Well I thought I wasn’t going to another post this year but the numbers are interesting and worth discussing.
For the week ending on December 26th, there were 1,549,859 newly reported cases which is the highest weekly total since the first week in January of this year when we had 1,723,433 newly reported cases. It does go down as the second highest weekly total for the US since this whole thing started. Given the totals for the first two days of this week, I think we are going to shatter the all time record for cases this week and see another big increase.
This is what it looks like.

Just to give you a sneak preview, the numbers for Monday and Tuesday were both between 425,000 and 450,000 newly reported cases. In other words, the lines for next week won’t fit on the scale I’ve been using for this graph.
I won’t do the state graphs because the potential disruptions over Christmas mean that we might be seeing patterns that aren’t real. What I will do is just list them in order of the number of cases reported last week.
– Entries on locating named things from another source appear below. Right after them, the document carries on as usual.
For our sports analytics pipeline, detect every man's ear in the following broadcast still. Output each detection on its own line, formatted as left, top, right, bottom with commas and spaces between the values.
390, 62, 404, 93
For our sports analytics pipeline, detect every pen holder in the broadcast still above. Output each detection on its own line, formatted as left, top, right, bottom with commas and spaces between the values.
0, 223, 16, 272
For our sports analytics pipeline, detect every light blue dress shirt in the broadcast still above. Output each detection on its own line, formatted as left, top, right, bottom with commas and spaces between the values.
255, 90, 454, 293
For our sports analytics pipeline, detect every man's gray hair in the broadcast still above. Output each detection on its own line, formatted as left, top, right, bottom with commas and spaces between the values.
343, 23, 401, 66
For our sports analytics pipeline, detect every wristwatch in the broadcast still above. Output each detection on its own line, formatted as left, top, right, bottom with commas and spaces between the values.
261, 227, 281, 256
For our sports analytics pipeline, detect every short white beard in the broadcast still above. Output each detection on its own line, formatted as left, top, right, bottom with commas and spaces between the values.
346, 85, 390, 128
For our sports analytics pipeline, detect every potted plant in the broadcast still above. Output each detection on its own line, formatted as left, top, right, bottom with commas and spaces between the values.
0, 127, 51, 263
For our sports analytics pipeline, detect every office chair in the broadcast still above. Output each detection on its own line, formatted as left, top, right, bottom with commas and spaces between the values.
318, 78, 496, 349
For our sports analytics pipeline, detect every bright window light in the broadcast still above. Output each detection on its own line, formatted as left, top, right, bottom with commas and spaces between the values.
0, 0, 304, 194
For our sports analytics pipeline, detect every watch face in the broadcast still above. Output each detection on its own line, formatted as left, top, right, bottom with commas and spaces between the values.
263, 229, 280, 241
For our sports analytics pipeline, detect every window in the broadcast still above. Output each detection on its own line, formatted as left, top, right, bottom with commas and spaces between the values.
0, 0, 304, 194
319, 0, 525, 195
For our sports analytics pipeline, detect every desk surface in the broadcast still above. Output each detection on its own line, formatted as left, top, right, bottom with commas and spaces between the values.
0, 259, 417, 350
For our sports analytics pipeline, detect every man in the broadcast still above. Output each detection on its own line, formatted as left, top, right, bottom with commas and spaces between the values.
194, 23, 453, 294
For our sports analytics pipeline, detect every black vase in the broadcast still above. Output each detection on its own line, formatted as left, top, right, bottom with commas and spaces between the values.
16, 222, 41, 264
Again, this is cases per million which adjusts for populations differences.
In order, from smallest to largest, we have:
- Montana
- Alaska
- Idaho
- Mississippi
- Wyoming
- Oregon
- South Carolina
- Washington
- Utah
- Nevada
- Louisiana
- California
- Arkansas
- South Dakota
- Alabama
- Nebraska
- Oklahoma
- Kansas
- Missouri
- Texas
- New Mexico
- Arizona
- West Virginia
- Indiana
- North Dakota
- Vermont
- Minnesota
- Michigan
- North Carolina
- Kentucky
- Colorado
- Iowa
- Tennessee
- Georgia
- Maine
- Virginia
- Wisconsin
- Pennsylvania
- New Hampshire
- Connecticut
- Hawaii
- Ohio
- Delaware
- Maryland
- Massachusetts
- Florida
- Illinois
- Rhode Island
- New York
- New Jersey
- DC
One interesting observation from where I live since I do a more detailed look at the numbers here. We had been slowly coming down from the second Delta wave which peaked in early December but we are now starting to see the Omicron wave take off. Right now, it is really limited to two regions. The one in the center of the state where I live and where we have the most people. And one in the northwest corner which borders a much larger city in a neighboring state. Just happen to be two of the places with the highest population density.
Now I should state that while the increases in cases are alarming, data from other places strongly suggest this is a very mild version of the virus. It is a little too early yet to say that here, but cases in the US started going almost exponential on December 15th but there is currently no sign of a significant increase in deaths. Deaths do lag but we should be starting to see signs.